Panel Paper: Improved Data for Science Policy Through Patent Data and the STAR Metrics API

Saturday, November 10, 2012 : 1:45 PM
Chesapeake (Sheraton Baltimore City Center Hotel)

*Names in bold indicate Presenter

Ron Lai, National Science Foundation and Lee Fleming, University of California Berkeley

Relatively complete patent data for the United States became widely available in the mid-1990s.  While these data enabled research in the fields of technology and innovation, the publication of a curated patent dataset from the National Bureau of Economic Research (see Hall, Trajtenberg, and Jaffe, 2001) provided much broader access.  Unfortunately, the dataset does not identify inventors over time, a non-trivial task because the U.S. Patent Office does not require consistent and unique identifiers for inventors.

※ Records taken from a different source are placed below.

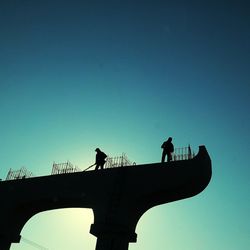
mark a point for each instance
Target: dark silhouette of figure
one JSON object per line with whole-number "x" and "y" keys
{"x": 168, "y": 149}
{"x": 100, "y": 159}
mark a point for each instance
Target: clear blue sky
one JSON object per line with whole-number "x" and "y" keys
{"x": 123, "y": 76}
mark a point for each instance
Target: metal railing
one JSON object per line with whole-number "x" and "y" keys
{"x": 64, "y": 168}
{"x": 18, "y": 174}
{"x": 119, "y": 161}
{"x": 184, "y": 153}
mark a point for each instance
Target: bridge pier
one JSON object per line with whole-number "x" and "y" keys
{"x": 112, "y": 237}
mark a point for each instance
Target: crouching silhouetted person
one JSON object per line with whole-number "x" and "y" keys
{"x": 100, "y": 159}
{"x": 168, "y": 149}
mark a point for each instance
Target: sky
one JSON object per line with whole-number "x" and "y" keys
{"x": 124, "y": 76}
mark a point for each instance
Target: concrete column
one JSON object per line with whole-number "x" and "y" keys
{"x": 4, "y": 244}
{"x": 112, "y": 237}
{"x": 111, "y": 243}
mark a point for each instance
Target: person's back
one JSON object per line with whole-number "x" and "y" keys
{"x": 168, "y": 149}
{"x": 100, "y": 158}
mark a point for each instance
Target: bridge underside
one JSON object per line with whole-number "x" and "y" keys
{"x": 118, "y": 197}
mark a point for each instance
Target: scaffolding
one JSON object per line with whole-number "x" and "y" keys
{"x": 118, "y": 161}
{"x": 64, "y": 168}
{"x": 18, "y": 174}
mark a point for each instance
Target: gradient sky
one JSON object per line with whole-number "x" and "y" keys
{"x": 123, "y": 76}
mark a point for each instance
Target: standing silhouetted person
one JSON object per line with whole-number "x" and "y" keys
{"x": 168, "y": 149}
{"x": 100, "y": 159}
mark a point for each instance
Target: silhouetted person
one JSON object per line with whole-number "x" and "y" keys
{"x": 100, "y": 159}
{"x": 168, "y": 149}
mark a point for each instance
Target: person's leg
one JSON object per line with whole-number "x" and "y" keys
{"x": 163, "y": 157}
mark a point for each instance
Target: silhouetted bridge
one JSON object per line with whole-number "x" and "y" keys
{"x": 118, "y": 197}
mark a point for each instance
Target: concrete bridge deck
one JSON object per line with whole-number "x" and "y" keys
{"x": 118, "y": 197}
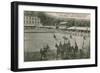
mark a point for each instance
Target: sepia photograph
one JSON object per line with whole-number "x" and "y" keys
{"x": 52, "y": 36}
{"x": 56, "y": 36}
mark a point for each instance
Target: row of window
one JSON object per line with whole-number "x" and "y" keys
{"x": 31, "y": 20}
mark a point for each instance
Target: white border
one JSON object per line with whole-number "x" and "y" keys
{"x": 22, "y": 64}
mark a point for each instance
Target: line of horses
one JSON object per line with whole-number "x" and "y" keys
{"x": 64, "y": 51}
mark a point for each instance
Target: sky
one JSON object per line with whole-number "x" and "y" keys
{"x": 85, "y": 16}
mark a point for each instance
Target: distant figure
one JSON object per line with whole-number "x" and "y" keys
{"x": 54, "y": 36}
{"x": 44, "y": 52}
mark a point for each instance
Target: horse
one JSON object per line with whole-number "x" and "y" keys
{"x": 44, "y": 52}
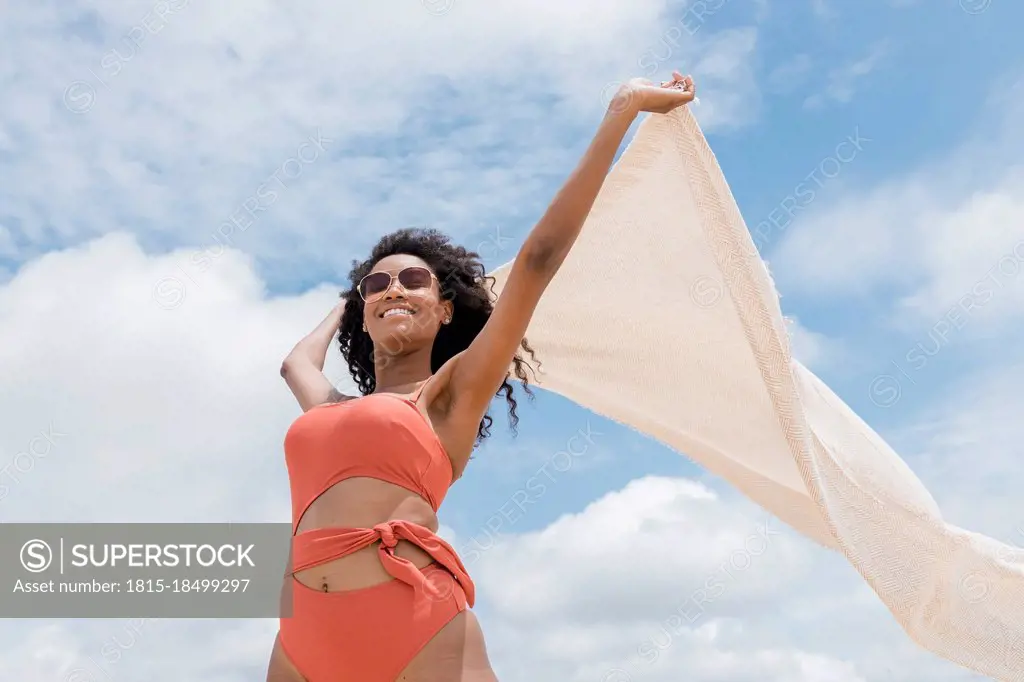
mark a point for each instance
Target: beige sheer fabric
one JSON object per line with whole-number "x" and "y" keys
{"x": 664, "y": 317}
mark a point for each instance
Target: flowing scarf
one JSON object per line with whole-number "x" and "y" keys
{"x": 664, "y": 317}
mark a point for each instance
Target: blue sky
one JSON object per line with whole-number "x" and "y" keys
{"x": 130, "y": 327}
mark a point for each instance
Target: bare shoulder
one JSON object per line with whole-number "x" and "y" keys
{"x": 334, "y": 395}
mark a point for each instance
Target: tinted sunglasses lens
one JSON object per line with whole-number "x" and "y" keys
{"x": 374, "y": 285}
{"x": 415, "y": 278}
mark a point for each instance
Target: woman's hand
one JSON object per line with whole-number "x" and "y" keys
{"x": 639, "y": 94}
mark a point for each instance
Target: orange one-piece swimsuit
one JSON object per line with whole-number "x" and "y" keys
{"x": 369, "y": 634}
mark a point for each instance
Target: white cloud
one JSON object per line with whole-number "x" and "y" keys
{"x": 947, "y": 237}
{"x": 153, "y": 407}
{"x": 181, "y": 119}
{"x": 842, "y": 85}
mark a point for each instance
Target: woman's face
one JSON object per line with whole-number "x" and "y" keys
{"x": 408, "y": 313}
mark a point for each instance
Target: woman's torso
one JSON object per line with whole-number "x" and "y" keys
{"x": 347, "y": 437}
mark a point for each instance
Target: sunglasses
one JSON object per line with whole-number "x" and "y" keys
{"x": 375, "y": 285}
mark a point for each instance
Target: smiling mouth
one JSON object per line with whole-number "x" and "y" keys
{"x": 396, "y": 312}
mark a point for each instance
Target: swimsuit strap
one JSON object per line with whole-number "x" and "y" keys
{"x": 416, "y": 394}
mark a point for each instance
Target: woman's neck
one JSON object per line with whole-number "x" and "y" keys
{"x": 395, "y": 374}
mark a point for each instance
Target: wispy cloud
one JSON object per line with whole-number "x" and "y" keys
{"x": 843, "y": 82}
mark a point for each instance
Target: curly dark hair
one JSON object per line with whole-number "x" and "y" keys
{"x": 462, "y": 280}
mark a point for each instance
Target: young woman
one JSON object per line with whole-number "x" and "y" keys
{"x": 377, "y": 596}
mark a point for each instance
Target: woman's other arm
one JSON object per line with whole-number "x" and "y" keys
{"x": 303, "y": 368}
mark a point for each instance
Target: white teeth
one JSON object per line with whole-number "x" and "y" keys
{"x": 397, "y": 311}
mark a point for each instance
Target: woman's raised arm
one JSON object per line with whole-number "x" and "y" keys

This paper describes a new database available to the research community.  Using a Bayesian supervised learning approach, we disambiguated all inventor names from the U.S. utility patent database, from 1975 to the end of 2010.  We provide an overview of the disambiguation methods, assess their accuracy, characterize the resulting dataset, calculate network measures based on co-authorship, and provide illustrative examples.  The dataset is available at the Patent Network Dataverse (

The paper also describes a data platform (API) that aims to improve access to federal agency grant data and its associated outcomes, which includes patents.  The initial approach has been successfully applied to the National Science Foundation and is supplemented with programmatic access to a public facing Application Programming Interface.  We also experimented with algorithmic approaches such as topic modeling to further create internal data linkages and expose data patterns.  It offers exciting possibilities to drastically reduce the barriers to entry to a larger community of researchers and the potential to develop new data tools that can be built on top of automatically updated data sources.